I’d like to add a couple more good and bad qualities to the list Mr. Shin created, from my experience.


  • Listens. Many times when team members come to a producer, they need to vent about stressors that are piling up. It helps them to get their issues of their chest, but the producer is also the main guy/gal that can actually do something about it and connect disparate problems. There are too many producers who simply don’t want to hear problems so they can have plausible deniability or because the issues are someone else’s job. And there are too many well-meaning producers that are happy to be a sounding board without following up.
  • Lives in a cube. I bet you are gawking at this one, but probably two-thirds of producers I’ve worked with who have had offices instead of cubes have had poor communication with the team and inadvertently fostered an us-vs.-them attitude or were just generally out-of-the-loop.
  • Is a fighter. The producer should be the chief advocate for the team to any external group – licensors, publishers, senior staff in big studios, etc. The team should know that he/she will fight tooth and nail for the things the team needs and not just roll over because someone with power says to or because it is easy.
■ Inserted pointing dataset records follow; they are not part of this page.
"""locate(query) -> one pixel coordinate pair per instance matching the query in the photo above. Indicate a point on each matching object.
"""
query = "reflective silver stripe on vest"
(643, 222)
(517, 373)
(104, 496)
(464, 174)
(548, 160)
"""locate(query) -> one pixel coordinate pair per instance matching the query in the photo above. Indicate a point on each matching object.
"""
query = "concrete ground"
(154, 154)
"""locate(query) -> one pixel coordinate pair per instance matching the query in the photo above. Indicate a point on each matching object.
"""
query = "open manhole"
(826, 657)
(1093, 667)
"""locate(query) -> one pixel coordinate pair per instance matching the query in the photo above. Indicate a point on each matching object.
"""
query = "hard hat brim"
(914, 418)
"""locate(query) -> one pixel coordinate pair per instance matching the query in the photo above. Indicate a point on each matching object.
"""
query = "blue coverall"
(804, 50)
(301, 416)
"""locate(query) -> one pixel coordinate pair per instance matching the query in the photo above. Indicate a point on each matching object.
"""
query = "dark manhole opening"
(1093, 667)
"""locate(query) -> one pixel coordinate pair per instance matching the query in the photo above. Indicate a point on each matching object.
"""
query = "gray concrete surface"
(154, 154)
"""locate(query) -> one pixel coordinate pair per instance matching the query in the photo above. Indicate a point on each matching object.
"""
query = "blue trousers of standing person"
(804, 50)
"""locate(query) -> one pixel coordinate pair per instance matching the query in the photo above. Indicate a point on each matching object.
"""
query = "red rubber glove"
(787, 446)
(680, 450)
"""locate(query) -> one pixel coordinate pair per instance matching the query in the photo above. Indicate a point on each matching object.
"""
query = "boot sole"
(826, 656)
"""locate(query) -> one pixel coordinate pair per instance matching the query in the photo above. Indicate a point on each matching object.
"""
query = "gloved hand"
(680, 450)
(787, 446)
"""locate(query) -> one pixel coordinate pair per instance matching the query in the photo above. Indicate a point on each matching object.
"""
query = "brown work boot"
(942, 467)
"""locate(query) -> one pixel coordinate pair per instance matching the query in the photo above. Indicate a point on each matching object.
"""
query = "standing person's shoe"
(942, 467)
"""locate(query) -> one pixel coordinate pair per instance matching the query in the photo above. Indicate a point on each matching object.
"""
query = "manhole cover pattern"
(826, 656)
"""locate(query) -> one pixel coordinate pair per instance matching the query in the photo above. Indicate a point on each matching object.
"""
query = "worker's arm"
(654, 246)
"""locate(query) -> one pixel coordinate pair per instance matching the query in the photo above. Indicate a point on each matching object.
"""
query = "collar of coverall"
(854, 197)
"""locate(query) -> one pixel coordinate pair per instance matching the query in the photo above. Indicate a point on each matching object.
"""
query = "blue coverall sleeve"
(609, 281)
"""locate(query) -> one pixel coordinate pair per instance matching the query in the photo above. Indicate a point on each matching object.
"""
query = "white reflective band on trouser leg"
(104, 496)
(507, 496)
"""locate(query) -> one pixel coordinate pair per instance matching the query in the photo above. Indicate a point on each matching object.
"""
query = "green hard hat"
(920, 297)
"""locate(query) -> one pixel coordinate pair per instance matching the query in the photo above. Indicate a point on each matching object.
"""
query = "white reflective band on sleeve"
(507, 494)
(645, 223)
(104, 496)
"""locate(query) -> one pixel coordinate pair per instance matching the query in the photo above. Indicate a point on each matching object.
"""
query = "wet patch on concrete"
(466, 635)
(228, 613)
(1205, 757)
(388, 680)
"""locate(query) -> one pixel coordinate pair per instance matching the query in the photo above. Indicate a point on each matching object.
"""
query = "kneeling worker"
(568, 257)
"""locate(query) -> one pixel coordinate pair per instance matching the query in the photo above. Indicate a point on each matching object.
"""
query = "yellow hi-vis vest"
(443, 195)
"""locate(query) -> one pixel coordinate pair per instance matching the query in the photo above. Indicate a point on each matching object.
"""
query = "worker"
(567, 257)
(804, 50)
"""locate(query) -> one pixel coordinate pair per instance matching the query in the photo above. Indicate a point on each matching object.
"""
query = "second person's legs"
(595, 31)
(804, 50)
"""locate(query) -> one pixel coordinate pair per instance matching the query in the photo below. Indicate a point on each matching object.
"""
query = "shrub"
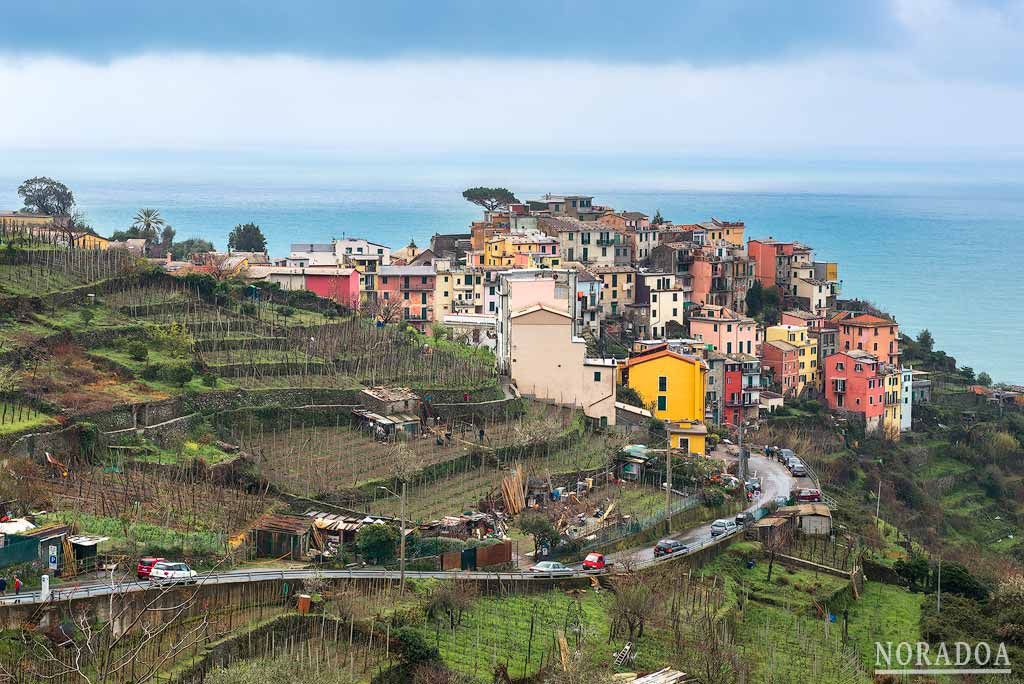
(138, 351)
(413, 645)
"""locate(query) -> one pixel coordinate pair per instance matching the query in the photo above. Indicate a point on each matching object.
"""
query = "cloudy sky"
(913, 78)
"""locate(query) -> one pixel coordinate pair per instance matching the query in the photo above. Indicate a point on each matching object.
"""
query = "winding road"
(775, 479)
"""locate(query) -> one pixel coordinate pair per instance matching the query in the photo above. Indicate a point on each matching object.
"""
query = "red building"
(867, 333)
(853, 383)
(740, 388)
(410, 292)
(782, 359)
(341, 285)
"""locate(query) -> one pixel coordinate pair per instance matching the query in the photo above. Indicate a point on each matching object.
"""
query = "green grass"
(884, 612)
(797, 589)
(187, 452)
(498, 631)
(12, 421)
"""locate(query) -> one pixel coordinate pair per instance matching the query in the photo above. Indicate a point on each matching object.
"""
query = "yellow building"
(731, 231)
(517, 250)
(458, 291)
(807, 346)
(892, 419)
(673, 387)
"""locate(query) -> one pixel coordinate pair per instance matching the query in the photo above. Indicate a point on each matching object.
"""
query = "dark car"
(669, 547)
(144, 566)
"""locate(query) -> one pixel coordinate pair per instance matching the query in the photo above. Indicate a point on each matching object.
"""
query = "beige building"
(617, 288)
(548, 362)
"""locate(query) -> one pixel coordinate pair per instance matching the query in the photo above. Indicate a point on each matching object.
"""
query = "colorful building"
(807, 353)
(868, 333)
(410, 292)
(854, 384)
(672, 385)
(741, 389)
(617, 286)
(724, 330)
(520, 251)
(781, 359)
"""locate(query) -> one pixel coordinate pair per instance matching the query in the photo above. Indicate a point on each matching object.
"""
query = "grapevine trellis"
(259, 346)
(182, 501)
(37, 262)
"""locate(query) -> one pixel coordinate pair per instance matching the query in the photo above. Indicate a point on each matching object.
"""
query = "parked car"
(808, 496)
(167, 571)
(145, 566)
(551, 567)
(669, 547)
(595, 561)
(723, 526)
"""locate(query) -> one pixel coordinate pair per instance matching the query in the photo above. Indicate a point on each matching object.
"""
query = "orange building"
(868, 333)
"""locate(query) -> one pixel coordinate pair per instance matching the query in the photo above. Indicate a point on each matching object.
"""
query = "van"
(723, 526)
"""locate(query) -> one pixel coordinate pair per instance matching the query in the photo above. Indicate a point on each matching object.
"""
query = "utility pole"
(401, 545)
(742, 453)
(668, 487)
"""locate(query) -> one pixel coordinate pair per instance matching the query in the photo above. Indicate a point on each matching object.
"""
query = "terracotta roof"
(651, 354)
(867, 319)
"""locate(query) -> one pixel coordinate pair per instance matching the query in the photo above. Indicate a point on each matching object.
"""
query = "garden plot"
(461, 485)
(310, 460)
(185, 507)
(40, 269)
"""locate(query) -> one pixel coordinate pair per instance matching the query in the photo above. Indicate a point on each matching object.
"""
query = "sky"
(906, 79)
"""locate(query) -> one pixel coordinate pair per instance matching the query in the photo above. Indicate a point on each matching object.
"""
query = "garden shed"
(276, 536)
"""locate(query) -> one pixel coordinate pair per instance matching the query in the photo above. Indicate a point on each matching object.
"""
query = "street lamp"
(401, 536)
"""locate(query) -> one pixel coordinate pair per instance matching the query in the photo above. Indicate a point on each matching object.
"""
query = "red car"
(145, 566)
(808, 496)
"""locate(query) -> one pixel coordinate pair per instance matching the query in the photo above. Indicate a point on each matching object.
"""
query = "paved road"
(66, 592)
(775, 481)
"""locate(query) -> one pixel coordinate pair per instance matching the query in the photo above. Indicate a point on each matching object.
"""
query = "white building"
(906, 398)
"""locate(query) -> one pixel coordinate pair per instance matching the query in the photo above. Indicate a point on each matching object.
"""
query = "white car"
(170, 572)
(551, 567)
(723, 526)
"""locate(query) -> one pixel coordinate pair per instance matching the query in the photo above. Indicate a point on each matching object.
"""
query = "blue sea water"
(943, 255)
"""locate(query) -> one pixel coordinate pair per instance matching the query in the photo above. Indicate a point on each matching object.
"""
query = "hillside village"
(542, 424)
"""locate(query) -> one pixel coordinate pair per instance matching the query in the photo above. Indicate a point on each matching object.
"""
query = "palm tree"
(148, 222)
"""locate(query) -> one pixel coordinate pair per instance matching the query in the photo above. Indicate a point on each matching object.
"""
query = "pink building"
(410, 291)
(782, 360)
(853, 383)
(725, 330)
(341, 285)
  • Should have programmed something before in their lives. It’s pretty obvious in meetings when a producer says “shouldn’t that just drop right in?” and engineers roll their eyes that the producer is either baiting or being naive.


  • Doesn’t believe there is much difference between a game project and any other software project.
  • Believes that being a video game fan makes them an authority on how to design and implement a game project.
  • Takes over design issues instead of being a mediator.
  • Values the trees (hitting all tasks on the schedule) over the forest (quality of game as a whole).